A little after eleven that night, when the Nadine, thrilling in every plate and plank, was tearing through the smooth water of the Atlantic at nearly twenty-one knots an hour, a council of three was being held in the smoking-room on deck. The doors and windows were closed, and a quarter-master was patrolling the deck on each side. Below in the saloon, Miss Chrysie, with a dainty little revolver in the pocket of her yachting skirt, was playing poker for beans with Madame de Bourbon, Lady Olive, and the marquise. In short, as Miss Chrysie herself would have expressed it, things were rapidly coming to a head on board the Nadine.

"It seems to me," said the president, "that, all things considered—thank you, viscount, I think I will take just one more peg—we have just got to take every possible precaution. I don't say that I am suspecting or accusing anybody; but, considering that we've got about the biggest thing on earth right here aboard this yacht, I don't think we should calculate on taking any risks. Take that telegram to start with. There can't be any doubt about that; and it doesn't matter whether the marquise or Ma'm'selle Felice sent it, there it is. Get it down to plain figures. This boat does twenty knots, and she started fifteen hours before her time. A telegram goes from Southampton to Cherbourg, as Chrysie's duplicate showed, clearly telling Count Valdemar, on the Vlodoya at Cherbourg, where he had no business to be, according to his programme, that we were sailing in the afternoon instead of the next morning, and it ended by telling him to make haste. Now, what does haste mean? We steam twenty knots, and the Vlodoya, we know, steams about sixteen. She started from Cherbourg, and we started from Southampton. The French and Russian Polar expeditions are perhaps under weigh now, and, from what we know, I reckon that they have a fairly good idea of what we're going across the Atlantic for. Now, how's a sixteen-knot boat going to catch a twenty-knot yacht anywhere between Southampton and Halifax?"

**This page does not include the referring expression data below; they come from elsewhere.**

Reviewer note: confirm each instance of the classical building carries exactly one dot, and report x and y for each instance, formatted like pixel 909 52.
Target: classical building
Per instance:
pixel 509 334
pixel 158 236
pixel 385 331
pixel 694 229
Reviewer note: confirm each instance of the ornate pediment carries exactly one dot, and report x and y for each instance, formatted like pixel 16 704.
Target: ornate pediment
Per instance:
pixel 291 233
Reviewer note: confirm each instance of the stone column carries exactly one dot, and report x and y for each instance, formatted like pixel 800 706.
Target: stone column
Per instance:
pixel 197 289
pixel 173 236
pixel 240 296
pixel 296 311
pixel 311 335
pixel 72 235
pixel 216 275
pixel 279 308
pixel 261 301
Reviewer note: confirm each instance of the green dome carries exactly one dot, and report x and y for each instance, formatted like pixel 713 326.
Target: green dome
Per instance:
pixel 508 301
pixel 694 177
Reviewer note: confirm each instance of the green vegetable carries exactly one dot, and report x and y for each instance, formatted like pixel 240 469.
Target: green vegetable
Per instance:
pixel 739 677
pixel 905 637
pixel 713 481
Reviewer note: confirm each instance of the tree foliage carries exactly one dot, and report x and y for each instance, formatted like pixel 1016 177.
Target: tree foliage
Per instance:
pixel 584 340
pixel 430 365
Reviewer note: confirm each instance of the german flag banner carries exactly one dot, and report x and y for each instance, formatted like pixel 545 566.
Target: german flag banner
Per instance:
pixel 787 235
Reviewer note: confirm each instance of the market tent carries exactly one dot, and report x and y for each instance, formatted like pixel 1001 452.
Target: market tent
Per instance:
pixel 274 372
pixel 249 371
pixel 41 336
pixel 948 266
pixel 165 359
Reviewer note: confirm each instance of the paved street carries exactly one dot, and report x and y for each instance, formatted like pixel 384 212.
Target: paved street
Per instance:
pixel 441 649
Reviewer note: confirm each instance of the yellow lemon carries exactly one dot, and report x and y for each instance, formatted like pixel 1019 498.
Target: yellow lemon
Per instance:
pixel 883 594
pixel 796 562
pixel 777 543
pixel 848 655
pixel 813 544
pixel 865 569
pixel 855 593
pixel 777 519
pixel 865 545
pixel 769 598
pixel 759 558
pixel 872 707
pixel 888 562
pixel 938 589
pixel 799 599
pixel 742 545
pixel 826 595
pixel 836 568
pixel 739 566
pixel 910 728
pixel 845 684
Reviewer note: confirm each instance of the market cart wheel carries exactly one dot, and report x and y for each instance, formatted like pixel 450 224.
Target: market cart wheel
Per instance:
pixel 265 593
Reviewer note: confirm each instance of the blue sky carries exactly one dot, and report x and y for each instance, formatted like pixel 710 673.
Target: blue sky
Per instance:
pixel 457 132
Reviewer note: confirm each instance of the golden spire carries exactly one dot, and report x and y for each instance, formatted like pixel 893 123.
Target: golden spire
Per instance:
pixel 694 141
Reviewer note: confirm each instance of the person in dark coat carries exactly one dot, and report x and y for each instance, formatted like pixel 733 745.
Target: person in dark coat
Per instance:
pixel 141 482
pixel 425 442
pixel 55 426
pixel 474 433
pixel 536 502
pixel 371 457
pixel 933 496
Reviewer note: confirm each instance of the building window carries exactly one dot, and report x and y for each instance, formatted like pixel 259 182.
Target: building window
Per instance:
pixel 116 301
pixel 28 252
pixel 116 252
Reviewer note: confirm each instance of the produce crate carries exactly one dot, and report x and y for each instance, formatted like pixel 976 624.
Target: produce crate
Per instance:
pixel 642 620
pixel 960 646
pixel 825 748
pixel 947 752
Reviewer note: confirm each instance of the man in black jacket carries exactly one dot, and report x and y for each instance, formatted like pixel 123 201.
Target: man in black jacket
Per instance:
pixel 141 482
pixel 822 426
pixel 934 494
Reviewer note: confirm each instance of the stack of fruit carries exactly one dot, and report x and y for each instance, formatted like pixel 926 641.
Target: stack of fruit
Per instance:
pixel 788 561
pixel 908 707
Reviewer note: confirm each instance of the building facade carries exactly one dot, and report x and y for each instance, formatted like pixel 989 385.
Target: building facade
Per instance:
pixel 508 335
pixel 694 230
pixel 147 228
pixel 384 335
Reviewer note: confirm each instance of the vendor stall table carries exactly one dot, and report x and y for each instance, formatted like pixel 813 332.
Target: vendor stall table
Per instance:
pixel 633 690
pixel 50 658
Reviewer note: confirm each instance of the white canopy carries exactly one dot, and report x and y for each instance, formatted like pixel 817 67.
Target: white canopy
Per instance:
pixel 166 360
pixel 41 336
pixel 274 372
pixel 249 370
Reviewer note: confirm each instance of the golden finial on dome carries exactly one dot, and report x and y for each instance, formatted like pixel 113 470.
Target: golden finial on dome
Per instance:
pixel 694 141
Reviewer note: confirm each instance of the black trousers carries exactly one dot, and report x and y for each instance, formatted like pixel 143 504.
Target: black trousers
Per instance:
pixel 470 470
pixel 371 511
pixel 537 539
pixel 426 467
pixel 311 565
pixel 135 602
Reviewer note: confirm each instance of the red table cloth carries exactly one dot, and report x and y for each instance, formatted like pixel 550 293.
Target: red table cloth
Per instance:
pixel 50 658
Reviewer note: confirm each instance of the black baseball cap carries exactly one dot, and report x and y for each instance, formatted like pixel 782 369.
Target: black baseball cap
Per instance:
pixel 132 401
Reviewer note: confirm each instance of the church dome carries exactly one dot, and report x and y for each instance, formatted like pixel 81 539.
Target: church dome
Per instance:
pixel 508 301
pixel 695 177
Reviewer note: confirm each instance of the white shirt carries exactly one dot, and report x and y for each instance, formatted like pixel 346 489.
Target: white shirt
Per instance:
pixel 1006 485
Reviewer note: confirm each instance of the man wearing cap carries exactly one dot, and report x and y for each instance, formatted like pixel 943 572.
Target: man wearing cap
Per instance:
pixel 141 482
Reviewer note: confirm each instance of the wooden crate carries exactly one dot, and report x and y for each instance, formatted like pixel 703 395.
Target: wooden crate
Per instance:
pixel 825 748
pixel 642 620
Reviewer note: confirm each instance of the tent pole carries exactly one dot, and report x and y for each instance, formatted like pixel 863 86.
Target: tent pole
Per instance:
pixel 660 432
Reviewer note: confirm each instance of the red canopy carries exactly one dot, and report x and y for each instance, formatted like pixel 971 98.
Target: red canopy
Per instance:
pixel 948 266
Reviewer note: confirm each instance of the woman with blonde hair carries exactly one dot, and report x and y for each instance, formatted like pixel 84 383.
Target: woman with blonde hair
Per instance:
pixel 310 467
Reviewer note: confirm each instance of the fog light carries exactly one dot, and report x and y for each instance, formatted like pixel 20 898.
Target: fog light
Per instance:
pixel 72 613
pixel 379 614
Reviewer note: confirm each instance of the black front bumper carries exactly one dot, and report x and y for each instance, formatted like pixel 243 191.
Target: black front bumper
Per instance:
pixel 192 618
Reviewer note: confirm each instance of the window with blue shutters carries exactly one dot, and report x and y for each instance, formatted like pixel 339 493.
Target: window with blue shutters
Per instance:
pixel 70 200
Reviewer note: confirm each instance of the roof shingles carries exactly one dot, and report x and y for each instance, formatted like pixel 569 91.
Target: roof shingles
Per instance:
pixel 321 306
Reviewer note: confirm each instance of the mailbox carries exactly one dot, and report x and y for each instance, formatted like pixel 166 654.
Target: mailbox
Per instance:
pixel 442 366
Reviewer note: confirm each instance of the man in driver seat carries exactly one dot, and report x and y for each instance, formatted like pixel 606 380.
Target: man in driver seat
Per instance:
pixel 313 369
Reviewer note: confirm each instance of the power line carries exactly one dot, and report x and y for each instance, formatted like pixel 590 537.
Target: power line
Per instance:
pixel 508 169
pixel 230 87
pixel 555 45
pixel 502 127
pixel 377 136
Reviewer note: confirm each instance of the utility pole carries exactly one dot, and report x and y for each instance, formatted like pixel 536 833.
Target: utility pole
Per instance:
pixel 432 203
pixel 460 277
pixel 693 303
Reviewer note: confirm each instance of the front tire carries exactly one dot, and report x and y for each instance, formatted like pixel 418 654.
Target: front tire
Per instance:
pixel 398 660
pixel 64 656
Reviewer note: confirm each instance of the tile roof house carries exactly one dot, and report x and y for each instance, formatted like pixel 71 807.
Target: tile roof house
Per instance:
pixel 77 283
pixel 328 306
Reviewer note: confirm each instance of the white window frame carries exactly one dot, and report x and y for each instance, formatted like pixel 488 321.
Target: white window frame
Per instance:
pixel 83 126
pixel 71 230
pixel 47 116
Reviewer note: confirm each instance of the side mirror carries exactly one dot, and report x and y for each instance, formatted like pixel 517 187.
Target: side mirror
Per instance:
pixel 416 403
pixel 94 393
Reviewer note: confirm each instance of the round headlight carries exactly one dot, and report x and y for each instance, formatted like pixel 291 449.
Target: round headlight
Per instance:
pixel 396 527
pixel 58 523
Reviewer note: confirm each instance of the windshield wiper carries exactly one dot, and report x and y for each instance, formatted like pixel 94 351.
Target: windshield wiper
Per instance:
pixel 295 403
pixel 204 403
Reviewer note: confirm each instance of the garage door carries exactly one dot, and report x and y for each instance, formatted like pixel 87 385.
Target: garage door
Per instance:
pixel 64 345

"And why should Count Valdemar receive that telegram at Cherbourg, as I suppose he did," said Lord Orrel, "instead of going on to the Baltic, when he said he was in such a hurry to get to Petersburg?"

"That, I think," said Hardress, "is the most suspicious fact in the whole business. Of course, I don't like to suspect our late or our present guests, but I must confess that I feel there's something wrong. What it is I can't exactly say; but still I do feel that everything is not as it ought to be."

"And that," said the president, "I think I can explain in a few words—not my own ideas altogether, because Chrysie has given me a good many points. You know, gentlemen, there are some things that a woman's eyes can see through a lot farther than a man's can, and Chrysie doesn't always keep her eyes down."